Moreover, it is preferable that the long-chain alkyl group-containing structural unit further has a polyethylene glycol group, since this is suitable for increasing the measurement sensitivity in immunoassay by the sandwich method. In the sandwich method, it is necessary to reduce non-specific adsorption of physiologically active substances in order to increase sensitivity, and polyethylene glycol groups work effectively. Examples of the long-chain alkyl group-containing structural unit having a polyethylene glycol group include polyoxyethylene alkyl ether, polyoxyethylene lauryl ether, polyoxyethylene cetyl ether, polyoxyethylene stearyl ether, polyoxyethylene oleyl ether, polyoxyethylene Ethylene myristyl ether, polyoxyethylene alkylene alkyl ether, polyoxyethylene phenyl ether, polyoxyethylene tribenzyl phenyl ether, polyoxyethylene polyoxypropylene, polyoxyethylene polyoxypropylene alkyl ether, polyethylene glycol alkyl ester, polyoxyalkylene glycol Examples include rosin acid esters, polyoxyethylene alkylamines, and the like, and polyoxyethylene alkyl ethers having long-chain alkyls of 5 to 20 carbon atoms are preferred. Moreover, the molecular weight of the polyoxyethylene is preferably 500 or more, preferably 1000 or more, more preferably 1500 or more, and particularly preferably 2000 or more, because it is suitable for suppressing non-specific adsorption. Furthermore, the molecular weight of the polyoxyethylene is preferably 20,000 or less, more preferably 10,000 or less, particularly preferably 5,000 or less, and most preferably 3,000 or less so as not to inhibit the carrying of the physiologically active substance.

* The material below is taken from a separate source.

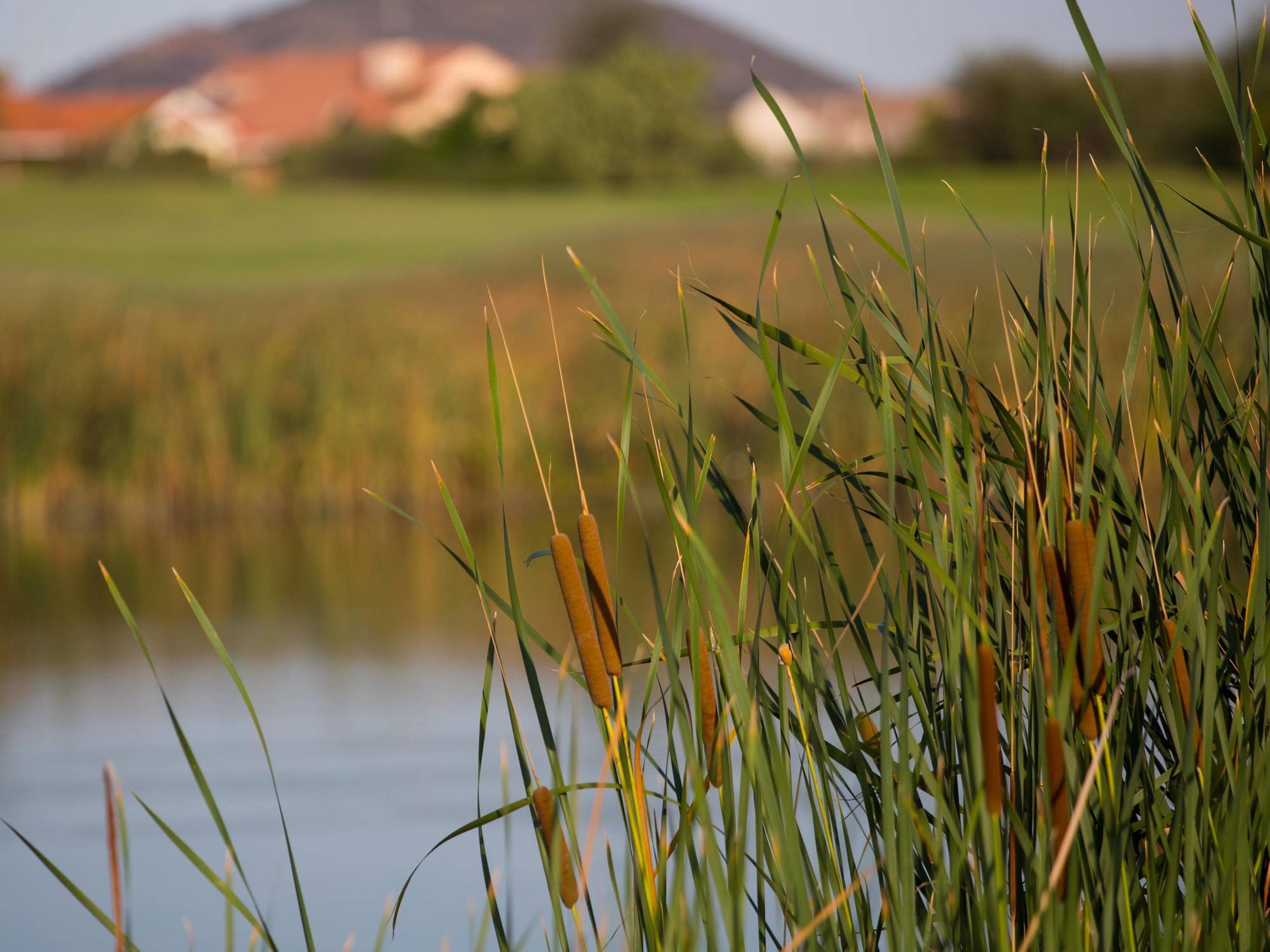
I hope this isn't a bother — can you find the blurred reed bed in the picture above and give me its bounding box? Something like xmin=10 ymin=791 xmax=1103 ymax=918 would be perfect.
xmin=4 ymin=0 xmax=1270 ymax=952
xmin=0 ymin=168 xmax=1243 ymax=529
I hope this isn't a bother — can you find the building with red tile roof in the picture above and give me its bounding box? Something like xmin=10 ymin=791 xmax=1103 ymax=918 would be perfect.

Moreover, it is preferable that the long-chain alkyl group-containing structural unit is covalently bonded to the polymer. Since the long-chain alkyl group-containing structural unit is covalently bonded to the polymer, the particles have excellent long-term storage stability. As a method for covalently bonding the long-chain alkyl group-containing structural unit to the polymer, a polymerization reaction is performed on the particle surface in the presence of a surfactant, and the radicals generated by the polymerization reaction are chain-transferred to the surfactant. A method can be mentioned.

From the viewpoint of long-term storage stability of the particles, it is preferable that the polymer, which is the second coating layer, is covalently bonded to the first coating layer. The method for covalently bonding the polymer and the first coating layer is not particularly limited. For example, a silane coupling agent is used to chemically bond a polymerization initiator or a monomer to the surface of the first coating layer. After that, a method of performing polymerization can be mentioned.

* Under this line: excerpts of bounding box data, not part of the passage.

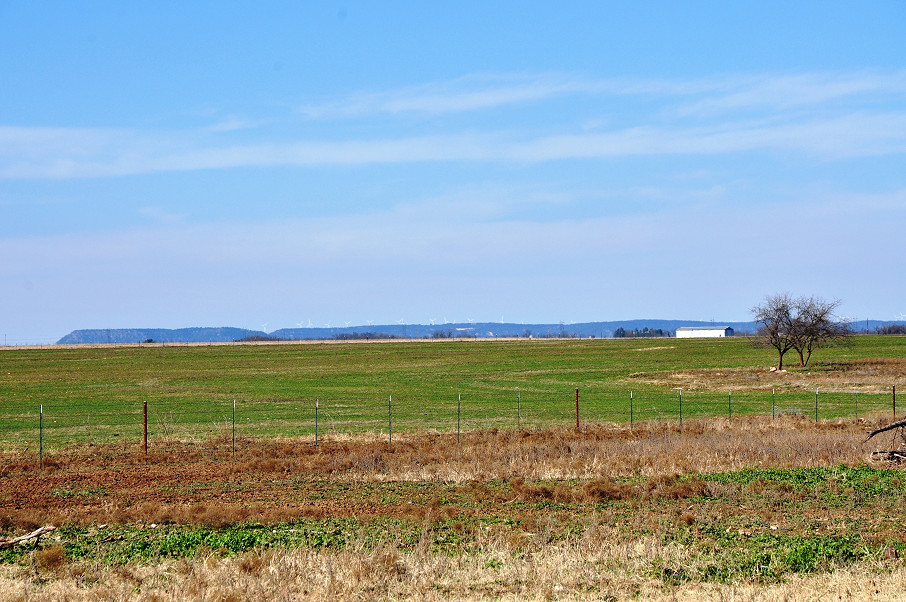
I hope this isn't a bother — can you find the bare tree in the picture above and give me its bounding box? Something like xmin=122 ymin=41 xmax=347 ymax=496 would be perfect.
xmin=752 ymin=293 xmax=794 ymax=370
xmin=752 ymin=293 xmax=850 ymax=370
xmin=792 ymin=297 xmax=850 ymax=368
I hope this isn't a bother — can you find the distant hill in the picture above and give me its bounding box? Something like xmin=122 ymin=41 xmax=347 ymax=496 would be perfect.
xmin=57 ymin=327 xmax=267 ymax=345
xmin=57 ymin=319 xmax=768 ymax=345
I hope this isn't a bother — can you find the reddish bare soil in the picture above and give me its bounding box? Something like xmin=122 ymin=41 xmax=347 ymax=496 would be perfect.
xmin=0 ymin=417 xmax=891 ymax=529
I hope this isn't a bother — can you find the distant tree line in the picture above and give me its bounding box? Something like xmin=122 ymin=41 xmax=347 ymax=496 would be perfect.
xmin=875 ymin=324 xmax=906 ymax=334
xmin=613 ymin=326 xmax=670 ymax=339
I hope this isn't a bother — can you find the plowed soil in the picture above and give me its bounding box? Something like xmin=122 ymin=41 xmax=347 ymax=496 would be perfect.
xmin=0 ymin=417 xmax=890 ymax=528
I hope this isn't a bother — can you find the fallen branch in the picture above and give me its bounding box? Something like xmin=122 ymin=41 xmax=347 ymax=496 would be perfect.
xmin=863 ymin=418 xmax=906 ymax=443
xmin=0 ymin=525 xmax=56 ymax=548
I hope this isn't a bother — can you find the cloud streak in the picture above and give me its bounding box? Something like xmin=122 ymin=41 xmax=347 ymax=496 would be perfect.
xmin=0 ymin=112 xmax=906 ymax=179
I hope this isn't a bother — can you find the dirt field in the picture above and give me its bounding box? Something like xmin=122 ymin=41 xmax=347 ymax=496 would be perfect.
xmin=0 ymin=417 xmax=887 ymax=528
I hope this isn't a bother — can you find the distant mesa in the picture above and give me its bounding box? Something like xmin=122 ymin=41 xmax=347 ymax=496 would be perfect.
xmin=57 ymin=319 xmax=755 ymax=345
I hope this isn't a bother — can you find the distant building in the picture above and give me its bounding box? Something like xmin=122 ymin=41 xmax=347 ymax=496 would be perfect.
xmin=676 ymin=326 xmax=733 ymax=339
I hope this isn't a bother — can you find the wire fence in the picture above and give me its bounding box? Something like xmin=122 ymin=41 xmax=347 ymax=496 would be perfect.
xmin=0 ymin=389 xmax=896 ymax=455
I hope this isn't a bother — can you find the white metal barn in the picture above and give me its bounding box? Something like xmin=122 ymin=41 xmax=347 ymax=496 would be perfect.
xmin=676 ymin=326 xmax=733 ymax=339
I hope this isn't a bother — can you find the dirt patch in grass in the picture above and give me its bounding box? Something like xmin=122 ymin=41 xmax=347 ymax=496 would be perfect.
xmin=630 ymin=358 xmax=906 ymax=393
xmin=0 ymin=416 xmax=890 ymax=529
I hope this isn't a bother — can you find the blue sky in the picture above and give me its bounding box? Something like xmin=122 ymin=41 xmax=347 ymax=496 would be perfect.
xmin=0 ymin=1 xmax=906 ymax=343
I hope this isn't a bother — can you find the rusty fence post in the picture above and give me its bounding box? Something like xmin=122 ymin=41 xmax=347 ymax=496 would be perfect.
xmin=576 ymin=387 xmax=579 ymax=432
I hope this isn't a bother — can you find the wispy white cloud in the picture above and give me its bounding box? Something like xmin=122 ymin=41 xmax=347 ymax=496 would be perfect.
xmin=299 ymin=71 xmax=906 ymax=119
xmin=0 ymin=71 xmax=906 ymax=179
xmin=0 ymin=112 xmax=906 ymax=179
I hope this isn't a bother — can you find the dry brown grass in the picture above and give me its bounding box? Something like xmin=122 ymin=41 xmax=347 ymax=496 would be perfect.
xmin=630 ymin=358 xmax=906 ymax=393
xmin=0 ymin=526 xmax=906 ymax=602
xmin=0 ymin=416 xmax=891 ymax=529
xmin=0 ymin=416 xmax=906 ymax=602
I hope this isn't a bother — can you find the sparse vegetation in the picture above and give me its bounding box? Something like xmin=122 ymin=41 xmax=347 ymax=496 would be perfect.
xmin=0 ymin=337 xmax=906 ymax=601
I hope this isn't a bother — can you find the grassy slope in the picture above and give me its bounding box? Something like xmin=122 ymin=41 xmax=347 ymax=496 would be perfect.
xmin=0 ymin=337 xmax=906 ymax=441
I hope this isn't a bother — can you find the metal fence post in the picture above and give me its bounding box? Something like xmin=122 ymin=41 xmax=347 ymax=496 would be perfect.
xmin=629 ymin=391 xmax=635 ymax=430
xmin=142 ymin=400 xmax=148 ymax=456
xmin=516 ymin=392 xmax=522 ymax=430
xmin=576 ymin=387 xmax=579 ymax=431
xmin=456 ymin=393 xmax=462 ymax=445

It is also preferred that the polymer, which is the second coating layer, has a monomer unit having a hydrophobic group having 1 to 20 carbon atoms in its side chain. Having a monomer unit having a hydrophobic group on the side chain is suitable for imparting hydrophobicity for adsorbing or binding an antibody to the particle surface. In addition, by using a monomer having a hydrophobic group in its side chain, it becomes easier to uniformly introduce the long-chain alkyl group-containing structural unit onto the surface of the magnetic particles. The monomer unit having a hydrophobic group in the side chain is not particularly limited, but preferably has a long chain having 1 to 20 carbon atoms and a cyclic alkyl group in the side chain, and a long chain and a cyclic alkyl group having 1 to 10 carbon atoms. It is more preferable to have a cyclic alkyl group in the side chain, particularly preferably to have a long chain and a cyclic alkyl group having 1 to 6 carbon atoms in the side chain, and to have a long chain and a cyclic alkyl group having 6 carbon atoms in the side chain. is most preferred. For example, methyl acrylate, methyl methacrylate, ethyl acrylate, ethyl methacrylate, propyl acrylate, propyl methacrylate, n-butyl acrylate, n-butyl methacrylate, t-butyl acrylate, t-butyl methacrylate, n-pentanoyl acrylate, n-pentanoyl Methacrylate, n-hexyl ethyl acrylate, n-hexyl methacrylate, cyclopropyl acrylate, cyclopropyl methacrylate, cyclohexyl acrylate, cyclohexyl methacrylate, phenyl acrylate, phenyl methacrylate, styrene and the like can be mentioned.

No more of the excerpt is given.